Selfie-Wahnsinn im Grazer Kunsthaus: Alle wollen Ai Weiwei sehen, der zur Eröffnung der Ausstellung „Geknetetes Wissen“ gekommen ist.

Überraschung: Sie sind in der Ausstellung nicht nur als Künstler, sondern auch als Co-Kurator präsent. Wie kam es denn dazu?

AI WEIWEI: Der Kurator ist natürlich Peter Pakesch. Aber wir sind befreundet, und als Intellektueller setzt er eben auf Austausch.

Pakesch sagt, die Schau verdanke Ihnen eine exzellente Auswahl alter chinesischer Keramik.

AI: Ohne falsche Bescheidenheit: Ich kenne mich mit chinesischen Antiken ganz gut aus.

Die zeitgenössischen Künstler der Schau gehören mehrheitlich dem westlichen Kulturkreis an. Sehen Sie sich als Künstler mit Eurozentrismus konfrontiert?

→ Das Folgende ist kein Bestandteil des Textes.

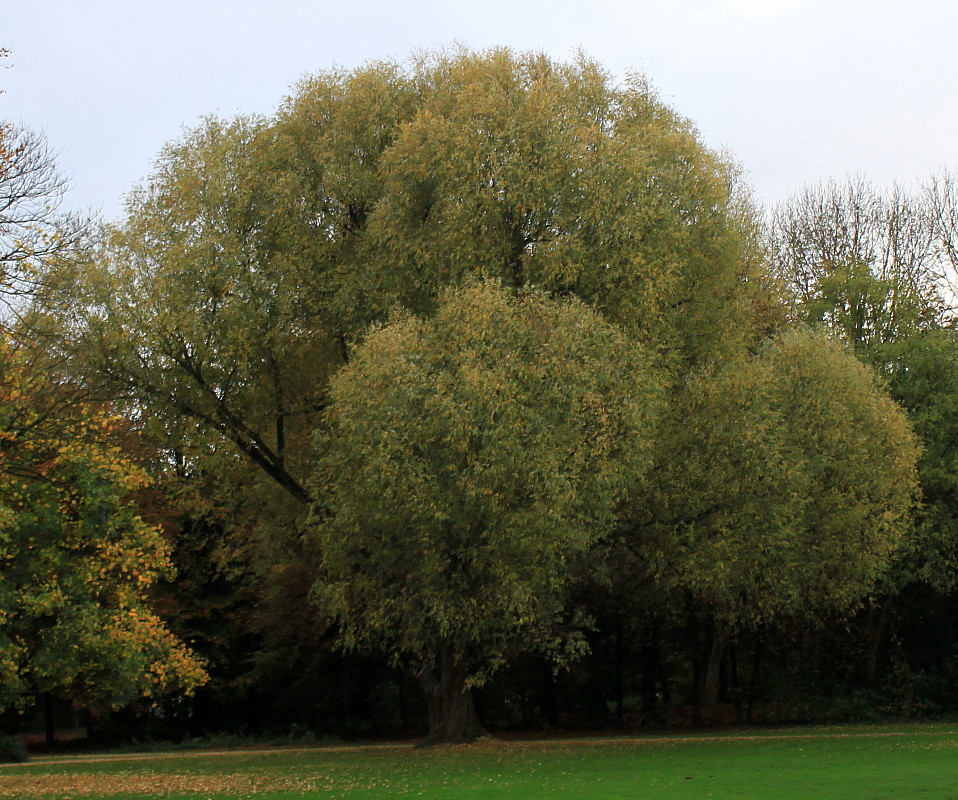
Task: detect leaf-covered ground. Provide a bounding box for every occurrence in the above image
[0,725,958,800]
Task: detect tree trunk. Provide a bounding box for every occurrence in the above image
[43,692,57,750]
[417,644,486,747]
[702,622,725,722]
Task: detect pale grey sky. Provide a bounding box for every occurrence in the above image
[0,0,958,218]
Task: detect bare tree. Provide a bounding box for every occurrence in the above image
[769,178,958,342]
[0,122,86,322]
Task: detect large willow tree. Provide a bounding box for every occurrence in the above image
[60,50,924,741]
[69,50,760,510]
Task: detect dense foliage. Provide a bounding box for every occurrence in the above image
[7,49,958,741]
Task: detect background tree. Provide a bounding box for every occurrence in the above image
[632,330,919,708]
[0,336,205,711]
[312,284,658,743]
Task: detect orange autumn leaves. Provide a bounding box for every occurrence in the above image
[0,337,205,708]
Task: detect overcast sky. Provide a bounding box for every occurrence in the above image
[0,0,958,218]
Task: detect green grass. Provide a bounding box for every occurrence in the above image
[0,726,958,800]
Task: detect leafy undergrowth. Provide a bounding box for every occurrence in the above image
[0,726,958,800]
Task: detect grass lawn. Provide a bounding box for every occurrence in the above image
[0,725,958,800]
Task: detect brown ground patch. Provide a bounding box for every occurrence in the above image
[0,772,334,800]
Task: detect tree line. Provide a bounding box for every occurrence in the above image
[0,50,958,743]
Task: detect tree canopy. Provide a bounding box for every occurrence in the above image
[313,284,660,739]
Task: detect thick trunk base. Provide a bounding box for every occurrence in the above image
[418,651,486,747]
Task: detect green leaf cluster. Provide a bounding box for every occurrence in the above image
[311,283,661,682]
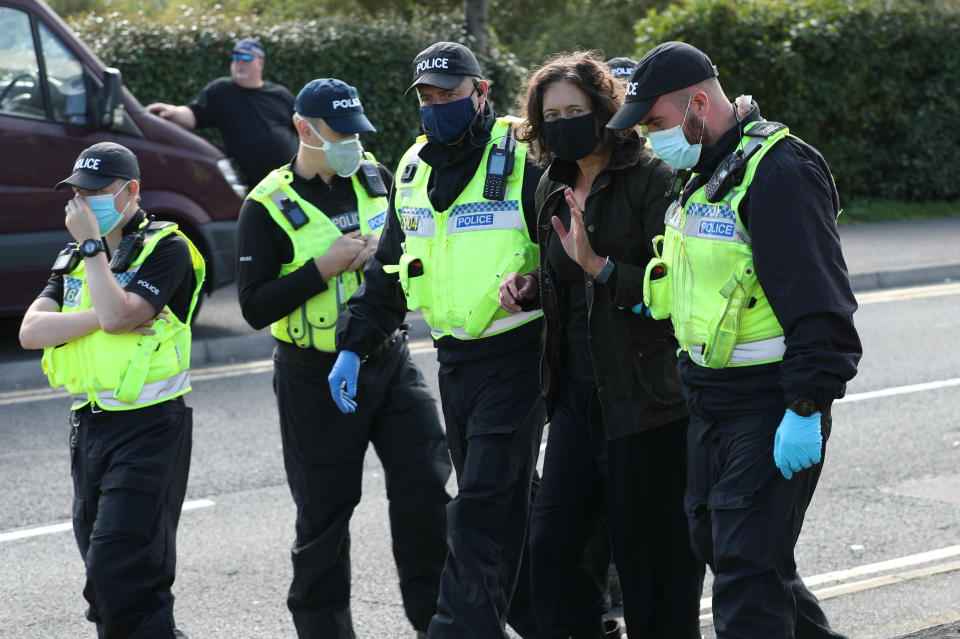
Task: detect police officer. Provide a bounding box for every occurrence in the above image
[607,42,861,639]
[606,57,637,84]
[237,78,450,639]
[20,142,204,639]
[330,42,545,639]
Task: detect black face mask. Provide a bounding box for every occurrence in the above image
[543,112,600,162]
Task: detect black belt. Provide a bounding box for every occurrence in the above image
[276,324,410,369]
[364,324,410,362]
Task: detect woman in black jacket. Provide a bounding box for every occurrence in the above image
[500,53,703,639]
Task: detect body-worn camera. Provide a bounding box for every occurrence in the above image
[280,198,310,231]
[110,233,143,273]
[360,161,390,197]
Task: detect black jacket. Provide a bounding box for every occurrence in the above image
[537,131,687,439]
[680,103,862,412]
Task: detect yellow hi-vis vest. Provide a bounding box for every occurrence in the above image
[248,158,389,353]
[384,117,542,339]
[42,220,206,411]
[643,121,795,368]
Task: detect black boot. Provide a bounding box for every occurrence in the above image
[603,619,620,639]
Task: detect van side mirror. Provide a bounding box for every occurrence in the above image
[99,67,123,129]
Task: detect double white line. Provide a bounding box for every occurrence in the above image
[700,545,960,625]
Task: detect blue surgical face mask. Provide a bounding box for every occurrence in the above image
[420,94,477,144]
[300,120,363,177]
[85,180,133,236]
[647,96,703,169]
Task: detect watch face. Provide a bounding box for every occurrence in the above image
[80,240,103,257]
[790,397,817,417]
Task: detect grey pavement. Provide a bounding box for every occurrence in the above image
[0,215,960,391]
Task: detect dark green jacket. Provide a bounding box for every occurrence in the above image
[537,136,687,439]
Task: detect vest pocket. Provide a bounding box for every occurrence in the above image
[383,253,430,311]
[643,257,673,319]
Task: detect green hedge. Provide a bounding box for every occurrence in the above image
[71,9,524,169]
[636,0,960,201]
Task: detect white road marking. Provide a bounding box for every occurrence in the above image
[834,377,960,404]
[857,282,960,305]
[0,499,215,543]
[700,545,960,622]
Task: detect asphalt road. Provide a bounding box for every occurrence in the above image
[0,284,960,639]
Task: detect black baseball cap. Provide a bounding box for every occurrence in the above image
[54,142,140,191]
[607,42,717,129]
[233,38,267,58]
[606,57,637,82]
[404,42,483,95]
[293,78,376,135]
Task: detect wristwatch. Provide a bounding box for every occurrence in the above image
[593,257,613,284]
[80,239,106,257]
[787,397,820,417]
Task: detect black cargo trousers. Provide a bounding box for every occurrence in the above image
[273,331,451,639]
[428,357,546,639]
[684,387,843,639]
[70,397,193,639]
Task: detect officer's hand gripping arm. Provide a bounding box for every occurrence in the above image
[327,351,360,413]
[773,408,823,479]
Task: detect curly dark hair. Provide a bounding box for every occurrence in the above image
[518,51,636,166]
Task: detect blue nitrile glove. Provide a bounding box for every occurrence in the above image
[773,408,823,479]
[327,351,360,413]
[631,302,650,317]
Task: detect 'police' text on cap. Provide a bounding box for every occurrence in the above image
[404,42,483,95]
[54,142,140,191]
[607,42,717,129]
[607,58,637,80]
[233,38,267,58]
[293,78,376,135]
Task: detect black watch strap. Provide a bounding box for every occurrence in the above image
[80,238,106,257]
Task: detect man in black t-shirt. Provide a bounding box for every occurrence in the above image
[147,38,298,188]
[20,142,204,639]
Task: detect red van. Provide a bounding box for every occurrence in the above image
[0,0,246,316]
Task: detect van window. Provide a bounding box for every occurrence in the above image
[0,7,46,120]
[40,23,87,124]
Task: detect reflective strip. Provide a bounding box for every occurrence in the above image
[689,335,787,366]
[430,311,542,339]
[80,370,190,409]
[447,200,525,235]
[397,206,436,237]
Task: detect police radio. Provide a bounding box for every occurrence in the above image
[360,160,390,197]
[483,124,517,201]
[703,149,747,203]
[50,242,80,275]
[280,197,310,231]
[110,215,156,273]
[703,119,786,203]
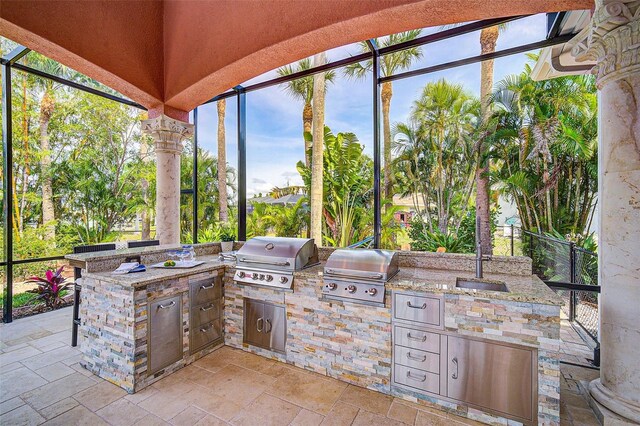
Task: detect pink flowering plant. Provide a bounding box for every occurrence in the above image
[26,266,71,308]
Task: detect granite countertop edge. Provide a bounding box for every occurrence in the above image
[83,256,564,306]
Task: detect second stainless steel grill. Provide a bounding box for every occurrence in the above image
[322,249,398,306]
[234,237,318,289]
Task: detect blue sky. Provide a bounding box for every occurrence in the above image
[198,14,546,197]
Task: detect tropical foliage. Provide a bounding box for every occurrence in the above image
[27,266,71,308]
[491,56,598,235]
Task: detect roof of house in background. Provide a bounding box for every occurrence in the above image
[0,0,593,121]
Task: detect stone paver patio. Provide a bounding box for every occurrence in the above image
[0,308,599,426]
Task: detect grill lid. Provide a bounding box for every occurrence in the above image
[324,249,398,283]
[236,237,318,271]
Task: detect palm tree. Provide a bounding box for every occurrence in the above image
[345,30,422,200]
[297,127,373,245]
[277,58,336,167]
[491,56,597,233]
[217,99,229,223]
[394,80,479,234]
[309,52,327,244]
[29,55,70,245]
[264,198,308,237]
[476,24,507,254]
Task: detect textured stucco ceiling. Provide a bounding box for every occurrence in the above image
[0,0,593,119]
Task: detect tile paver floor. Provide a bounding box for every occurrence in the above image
[0,308,598,426]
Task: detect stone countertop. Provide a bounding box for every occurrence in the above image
[82,255,234,288]
[83,256,564,306]
[65,244,190,262]
[295,265,564,305]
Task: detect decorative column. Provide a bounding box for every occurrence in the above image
[142,114,193,244]
[572,0,640,424]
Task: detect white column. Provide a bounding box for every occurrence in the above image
[572,0,640,424]
[142,115,193,244]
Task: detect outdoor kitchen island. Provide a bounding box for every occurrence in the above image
[70,243,562,424]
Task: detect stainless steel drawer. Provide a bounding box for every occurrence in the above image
[393,293,442,327]
[147,295,183,374]
[189,277,222,306]
[191,299,222,328]
[393,345,440,374]
[393,364,440,394]
[393,326,440,354]
[189,319,222,353]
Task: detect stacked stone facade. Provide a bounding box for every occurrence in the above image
[80,267,224,393]
[72,248,560,425]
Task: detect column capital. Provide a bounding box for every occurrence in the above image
[142,114,194,153]
[571,0,640,88]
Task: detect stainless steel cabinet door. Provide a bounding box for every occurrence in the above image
[447,336,537,420]
[264,303,287,352]
[243,299,268,348]
[147,295,183,374]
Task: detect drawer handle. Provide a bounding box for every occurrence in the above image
[407,352,427,362]
[407,332,427,342]
[158,300,176,309]
[451,357,458,380]
[407,371,427,382]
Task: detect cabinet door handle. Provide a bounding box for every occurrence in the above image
[407,332,427,342]
[407,371,427,382]
[407,352,427,362]
[158,300,176,309]
[451,357,458,380]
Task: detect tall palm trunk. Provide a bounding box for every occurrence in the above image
[476,26,500,254]
[380,81,393,200]
[218,99,229,223]
[311,52,326,245]
[302,102,313,168]
[40,89,56,246]
[140,140,151,240]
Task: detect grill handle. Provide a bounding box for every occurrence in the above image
[327,269,383,280]
[238,257,291,266]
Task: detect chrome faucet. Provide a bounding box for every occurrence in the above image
[476,243,491,278]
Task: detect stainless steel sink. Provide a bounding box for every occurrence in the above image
[456,278,509,292]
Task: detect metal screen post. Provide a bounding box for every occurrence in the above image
[569,241,578,321]
[2,63,13,323]
[191,107,198,244]
[367,39,382,248]
[511,223,515,256]
[233,86,247,241]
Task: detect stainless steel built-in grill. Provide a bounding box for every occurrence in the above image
[322,249,398,306]
[234,237,318,289]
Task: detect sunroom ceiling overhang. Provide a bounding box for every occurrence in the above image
[0,0,593,120]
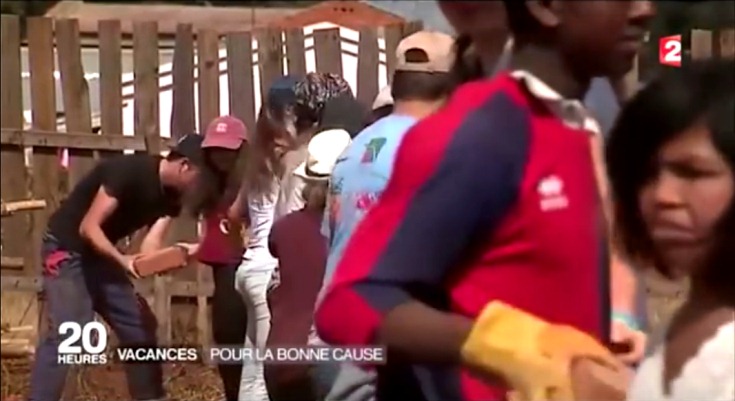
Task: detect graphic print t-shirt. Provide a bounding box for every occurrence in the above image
[48,154,181,252]
[322,114,417,298]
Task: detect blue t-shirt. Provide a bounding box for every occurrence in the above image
[322,114,417,296]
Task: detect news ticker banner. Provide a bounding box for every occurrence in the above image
[57,346,386,365]
[57,322,386,365]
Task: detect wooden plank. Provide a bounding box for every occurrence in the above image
[133,21,161,154]
[167,24,197,282]
[169,24,197,285]
[383,25,403,84]
[195,263,212,345]
[99,20,123,157]
[0,15,29,276]
[0,256,26,271]
[401,20,424,38]
[0,128,167,151]
[56,19,95,186]
[226,32,255,130]
[690,29,712,60]
[197,29,220,135]
[27,17,59,282]
[171,24,196,139]
[314,28,342,76]
[357,28,380,105]
[0,276,214,297]
[133,21,171,344]
[720,29,735,58]
[256,30,283,104]
[286,28,306,77]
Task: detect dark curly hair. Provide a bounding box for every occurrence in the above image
[607,61,735,286]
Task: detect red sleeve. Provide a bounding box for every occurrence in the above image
[315,86,529,344]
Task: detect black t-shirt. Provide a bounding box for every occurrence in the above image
[48,154,181,252]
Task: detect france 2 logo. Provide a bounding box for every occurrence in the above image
[658,35,681,67]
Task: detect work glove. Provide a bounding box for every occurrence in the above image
[462,301,627,401]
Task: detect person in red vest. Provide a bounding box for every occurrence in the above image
[197,116,252,401]
[151,116,248,401]
[315,0,653,401]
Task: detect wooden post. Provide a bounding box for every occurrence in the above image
[197,29,220,135]
[286,28,306,76]
[357,28,380,106]
[28,17,61,343]
[133,21,171,344]
[383,25,403,84]
[56,19,95,183]
[256,29,283,105]
[168,24,197,277]
[720,29,735,58]
[314,28,342,76]
[171,24,197,139]
[0,15,29,271]
[226,32,255,131]
[98,20,123,157]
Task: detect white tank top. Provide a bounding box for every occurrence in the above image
[243,183,279,272]
[628,322,735,401]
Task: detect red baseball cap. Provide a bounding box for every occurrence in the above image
[202,116,248,150]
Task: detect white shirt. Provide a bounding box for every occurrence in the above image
[243,182,279,273]
[627,321,735,401]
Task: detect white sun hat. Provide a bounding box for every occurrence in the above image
[294,129,352,181]
[372,85,393,110]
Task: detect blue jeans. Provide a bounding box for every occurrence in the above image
[29,234,165,401]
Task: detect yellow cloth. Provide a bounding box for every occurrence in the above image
[462,301,619,401]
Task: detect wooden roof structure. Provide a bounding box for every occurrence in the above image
[266,0,408,30]
[45,0,302,36]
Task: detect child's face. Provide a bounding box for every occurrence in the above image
[639,124,735,276]
[552,0,655,77]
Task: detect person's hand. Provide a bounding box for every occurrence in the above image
[176,242,199,257]
[462,301,622,401]
[610,318,647,365]
[118,255,140,278]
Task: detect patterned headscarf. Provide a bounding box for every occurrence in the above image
[294,72,354,121]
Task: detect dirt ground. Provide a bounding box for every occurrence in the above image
[0,358,223,401]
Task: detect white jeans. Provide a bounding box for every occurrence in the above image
[235,260,272,401]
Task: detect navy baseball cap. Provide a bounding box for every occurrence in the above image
[267,75,300,112]
[171,134,204,166]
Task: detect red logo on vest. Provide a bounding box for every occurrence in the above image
[658,35,681,67]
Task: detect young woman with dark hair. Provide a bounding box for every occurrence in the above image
[231,77,298,401]
[607,61,735,401]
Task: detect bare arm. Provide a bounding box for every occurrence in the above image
[79,187,126,265]
[140,216,173,253]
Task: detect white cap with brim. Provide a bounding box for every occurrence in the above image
[293,129,352,181]
[372,85,393,110]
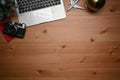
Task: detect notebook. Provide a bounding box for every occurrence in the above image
[15,0,66,26]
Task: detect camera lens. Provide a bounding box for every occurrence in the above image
[8,25,17,35]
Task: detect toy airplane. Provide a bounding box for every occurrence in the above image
[67,0,85,11]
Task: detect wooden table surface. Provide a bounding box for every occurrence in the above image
[0,0,120,80]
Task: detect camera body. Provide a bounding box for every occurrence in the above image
[3,21,26,38]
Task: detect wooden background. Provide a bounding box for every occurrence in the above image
[0,0,120,80]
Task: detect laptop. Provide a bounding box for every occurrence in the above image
[15,0,66,26]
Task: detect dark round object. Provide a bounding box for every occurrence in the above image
[87,0,106,11]
[8,25,17,35]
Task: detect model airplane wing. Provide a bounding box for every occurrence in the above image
[73,4,85,9]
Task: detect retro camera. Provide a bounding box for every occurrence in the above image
[3,21,26,38]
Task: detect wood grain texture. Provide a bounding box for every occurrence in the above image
[0,0,120,80]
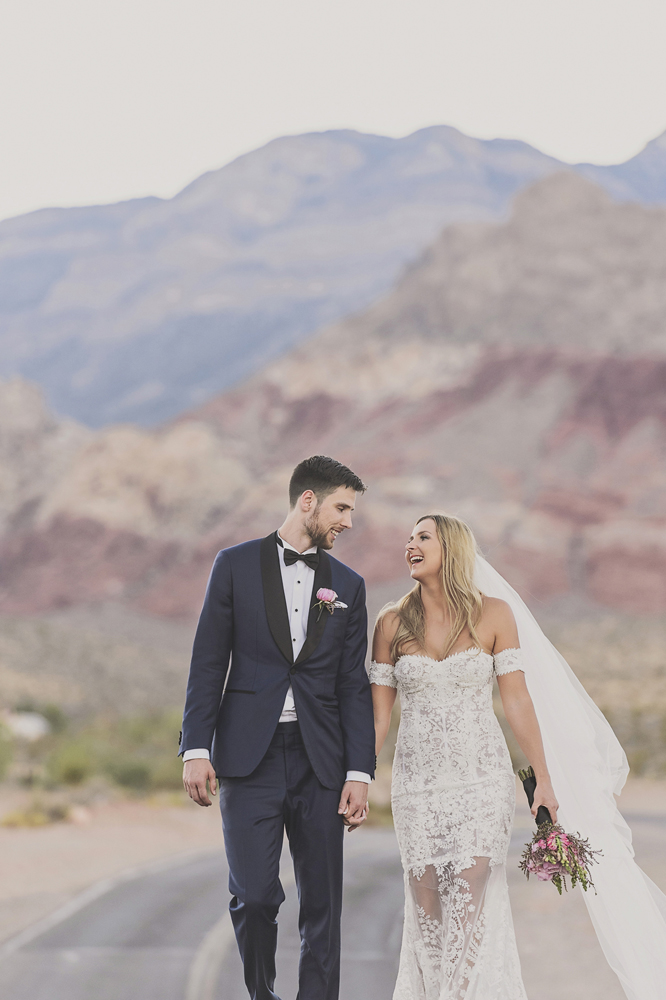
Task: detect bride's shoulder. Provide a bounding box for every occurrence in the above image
[375,604,400,642]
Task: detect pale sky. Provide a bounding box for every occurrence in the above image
[0,0,666,218]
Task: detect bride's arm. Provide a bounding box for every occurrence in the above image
[370,615,397,754]
[493,601,559,823]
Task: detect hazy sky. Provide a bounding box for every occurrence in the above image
[0,0,666,217]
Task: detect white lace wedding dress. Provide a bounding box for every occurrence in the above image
[369,648,526,1000]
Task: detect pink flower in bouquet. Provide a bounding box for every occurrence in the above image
[317,587,338,604]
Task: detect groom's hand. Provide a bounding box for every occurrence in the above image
[338,781,368,833]
[183,758,217,806]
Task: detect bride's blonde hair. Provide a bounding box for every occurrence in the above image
[377,514,483,662]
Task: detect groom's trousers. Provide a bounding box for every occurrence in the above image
[220,722,344,1000]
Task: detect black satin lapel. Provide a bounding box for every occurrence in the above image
[261,532,294,663]
[296,549,332,663]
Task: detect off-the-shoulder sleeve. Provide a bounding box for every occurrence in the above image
[368,660,398,687]
[493,649,525,677]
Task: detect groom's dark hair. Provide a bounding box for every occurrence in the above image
[289,455,367,507]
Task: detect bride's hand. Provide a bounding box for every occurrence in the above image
[531,779,560,823]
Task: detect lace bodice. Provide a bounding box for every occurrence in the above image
[369,647,523,870]
[368,647,526,1000]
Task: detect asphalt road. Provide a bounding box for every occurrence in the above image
[0,817,666,1000]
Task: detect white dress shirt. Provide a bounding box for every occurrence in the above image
[183,536,371,784]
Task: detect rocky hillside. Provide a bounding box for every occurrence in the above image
[0,126,666,426]
[0,173,666,619]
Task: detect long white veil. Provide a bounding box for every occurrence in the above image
[475,556,666,1000]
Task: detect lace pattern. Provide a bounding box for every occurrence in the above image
[390,648,526,1000]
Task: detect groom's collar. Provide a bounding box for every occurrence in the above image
[275,528,317,556]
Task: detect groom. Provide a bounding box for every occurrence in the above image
[180,455,375,1000]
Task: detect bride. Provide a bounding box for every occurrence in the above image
[369,514,666,1000]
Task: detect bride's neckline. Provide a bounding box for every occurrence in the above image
[396,646,493,663]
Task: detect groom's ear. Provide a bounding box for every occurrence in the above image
[298,490,317,513]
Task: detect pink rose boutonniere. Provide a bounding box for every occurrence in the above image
[313,587,347,621]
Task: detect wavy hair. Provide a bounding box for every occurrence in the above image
[377,514,483,662]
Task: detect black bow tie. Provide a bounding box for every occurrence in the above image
[284,548,319,569]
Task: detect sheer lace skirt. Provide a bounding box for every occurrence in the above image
[393,856,526,1000]
[393,772,526,1000]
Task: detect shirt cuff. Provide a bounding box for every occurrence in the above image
[183,749,210,764]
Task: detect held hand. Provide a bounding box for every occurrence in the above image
[183,758,217,806]
[531,778,560,823]
[338,781,369,833]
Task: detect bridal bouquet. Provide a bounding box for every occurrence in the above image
[518,767,601,896]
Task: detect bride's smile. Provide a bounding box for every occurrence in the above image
[405,525,442,580]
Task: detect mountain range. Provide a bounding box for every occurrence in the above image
[0,126,666,427]
[0,171,666,621]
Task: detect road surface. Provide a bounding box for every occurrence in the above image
[0,816,666,1000]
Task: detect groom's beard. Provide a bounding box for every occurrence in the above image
[305,511,333,549]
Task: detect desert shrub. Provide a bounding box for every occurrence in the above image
[108,757,152,792]
[37,702,67,733]
[0,725,12,781]
[45,711,182,793]
[48,740,96,785]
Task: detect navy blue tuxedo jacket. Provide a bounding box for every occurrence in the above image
[180,533,375,788]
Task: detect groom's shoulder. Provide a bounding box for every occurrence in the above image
[215,538,264,566]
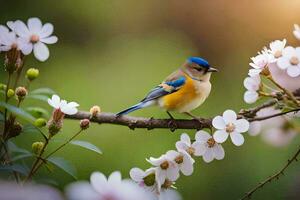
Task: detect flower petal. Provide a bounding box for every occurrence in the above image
[192,142,207,156]
[277,56,291,69]
[230,132,245,146]
[195,130,211,143]
[212,116,226,129]
[48,94,60,109]
[175,141,189,150]
[180,133,191,145]
[234,119,249,133]
[40,23,54,39]
[40,36,58,44]
[167,166,179,181]
[33,42,49,62]
[27,17,42,34]
[213,130,228,143]
[287,65,300,78]
[213,130,228,143]
[212,144,225,160]
[244,90,259,104]
[223,110,237,124]
[180,155,195,176]
[14,20,30,39]
[203,148,214,163]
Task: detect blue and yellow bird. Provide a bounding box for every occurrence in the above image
[117,57,218,118]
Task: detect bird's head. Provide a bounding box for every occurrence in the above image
[183,57,218,81]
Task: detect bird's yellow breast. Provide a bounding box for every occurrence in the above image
[159,76,211,112]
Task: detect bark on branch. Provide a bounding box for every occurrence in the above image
[66,111,211,131]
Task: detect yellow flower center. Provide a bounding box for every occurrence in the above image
[175,155,183,164]
[226,123,235,133]
[290,56,299,65]
[207,138,216,148]
[160,161,169,169]
[274,51,282,58]
[30,35,40,43]
[161,179,173,189]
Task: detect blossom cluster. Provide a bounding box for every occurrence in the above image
[130,110,249,194]
[244,25,300,147]
[0,17,58,61]
[244,25,300,104]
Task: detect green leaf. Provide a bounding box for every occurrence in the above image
[0,101,35,123]
[7,141,31,154]
[47,157,77,179]
[0,164,28,175]
[70,140,102,154]
[12,153,33,162]
[25,107,49,118]
[0,112,4,122]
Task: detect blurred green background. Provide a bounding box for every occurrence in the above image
[0,0,300,200]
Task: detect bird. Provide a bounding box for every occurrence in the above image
[116,57,218,119]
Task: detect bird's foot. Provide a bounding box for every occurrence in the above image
[185,112,202,122]
[167,111,178,132]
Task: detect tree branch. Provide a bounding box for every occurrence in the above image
[66,111,211,131]
[66,101,300,131]
[240,148,300,200]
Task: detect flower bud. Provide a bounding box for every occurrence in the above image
[34,118,47,128]
[48,120,63,136]
[31,142,44,155]
[26,68,40,81]
[0,83,7,91]
[16,87,27,101]
[80,119,90,130]
[6,89,15,98]
[90,106,101,117]
[9,122,23,138]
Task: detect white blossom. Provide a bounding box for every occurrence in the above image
[196,131,225,163]
[212,110,249,146]
[244,76,261,104]
[248,51,275,77]
[167,150,195,176]
[9,18,57,61]
[0,25,31,55]
[176,133,201,156]
[293,24,300,40]
[147,152,179,185]
[48,94,79,115]
[277,46,300,77]
[66,172,154,200]
[268,39,286,59]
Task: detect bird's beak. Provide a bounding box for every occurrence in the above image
[207,67,219,72]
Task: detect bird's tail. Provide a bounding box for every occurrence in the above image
[116,101,153,116]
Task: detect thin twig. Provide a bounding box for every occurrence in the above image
[240,148,300,200]
[65,105,300,131]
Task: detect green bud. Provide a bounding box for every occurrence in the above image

AI: Ich nehme das nicht so wahr. Die zeitgenössischen Zugänge der Kunst wurden ja in Europa begründet. Grundideen wie persönliche Freiheit, das Recht auf freie Meinungsäußerung sind zentrale Kennzeichen der Gegenwartskunst. Davon bin ich geprägt. Auch, weil ich zwölf Jahre in New York gelebt habe. Aber natürlich bin ich auch Chinese, und das eigene Erbe ist wohl der stärkste Einfluss, den man haben kann. Ich bin jetzt fast 60 und beginne gerade, das zu verstehen.

Ihre künstlerischen Arbeiten führen fast immer andere aus - wie die 100 Millionen handbemalten Sonnenblumenkerne aus Ton, die Sie 2010 für die Tate Modern in London fertigen ließen. Haben Sie je selbst Hand an Lehm gelegt?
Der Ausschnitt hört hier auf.